Kolchais finally got control of eirself and stood, nudging Lefeng in turn and tapping Paiokp on the shoulder. Lefeng nodded heavily and stood. “The spouses – or spouse in this case,” Kolchais said, ” accepts the courtship. We had our say earlier, anyway. Come on, you two.”
Kolchais and Paiokp rounded up Chestef and headed toward the sleeping shed. Good, it was time for Chestef to sleep.
But Lefeng was unable to make emself follow them. Instead, ey moved off a short distance and looked through the charred scraps for a piece that might be worth carving. Far enough that ey wouldn’t be intruding, but close enough ey could still hear.
Ey had to know.
“So,” the grey-hair said, “You thought I could not be interested, hm?

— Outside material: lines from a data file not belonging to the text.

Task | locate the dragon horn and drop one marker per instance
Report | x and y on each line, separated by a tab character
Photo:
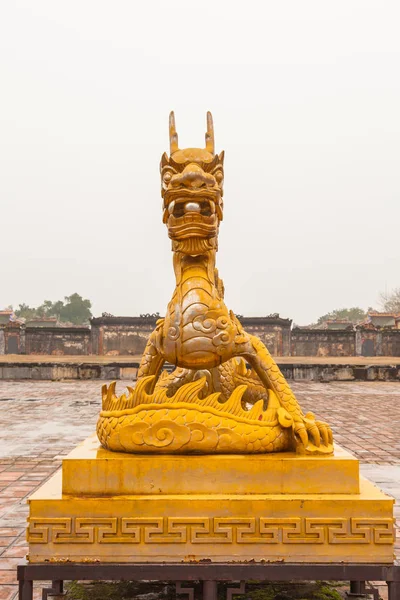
173	136
210	134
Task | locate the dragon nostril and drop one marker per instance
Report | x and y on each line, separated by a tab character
192	207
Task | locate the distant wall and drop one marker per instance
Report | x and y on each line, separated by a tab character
114	336
326	342
273	331
57	340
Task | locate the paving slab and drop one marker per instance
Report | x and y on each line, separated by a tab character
43	421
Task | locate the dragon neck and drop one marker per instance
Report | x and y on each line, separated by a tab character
188	269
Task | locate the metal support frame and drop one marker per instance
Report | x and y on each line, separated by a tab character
208	573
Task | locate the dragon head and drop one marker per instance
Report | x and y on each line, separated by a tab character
192	181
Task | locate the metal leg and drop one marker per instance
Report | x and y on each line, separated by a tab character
26	590
357	588
394	590
210	590
182	590
232	591
55	590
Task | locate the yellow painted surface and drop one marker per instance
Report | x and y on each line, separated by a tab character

Did you also think I was a dead? Even trees twine their roots together, though they stand apart.”
“Are you a tree? I see no leaves.” Chotaikytsai’s voice was full of humor and Lefeng was glad of it. The grandparent needed someone to play with.
“No? But here is my lustrous bark and my limbs dance in the wind.” Lefeng couldn’t help glancing over eir shoulder at that — the stranger had raised eir hands over eir head and was waving them around. Ey and Chotaikytsai laughed together.
“I don’t know anything about being part of a family. And tides know how I’ll manage as a grandparent when I have never known children. But I will do my best by this family. And I have been alone long enough.”
Lefeng heard Chotaikytsai accept, and then the whole world blurred.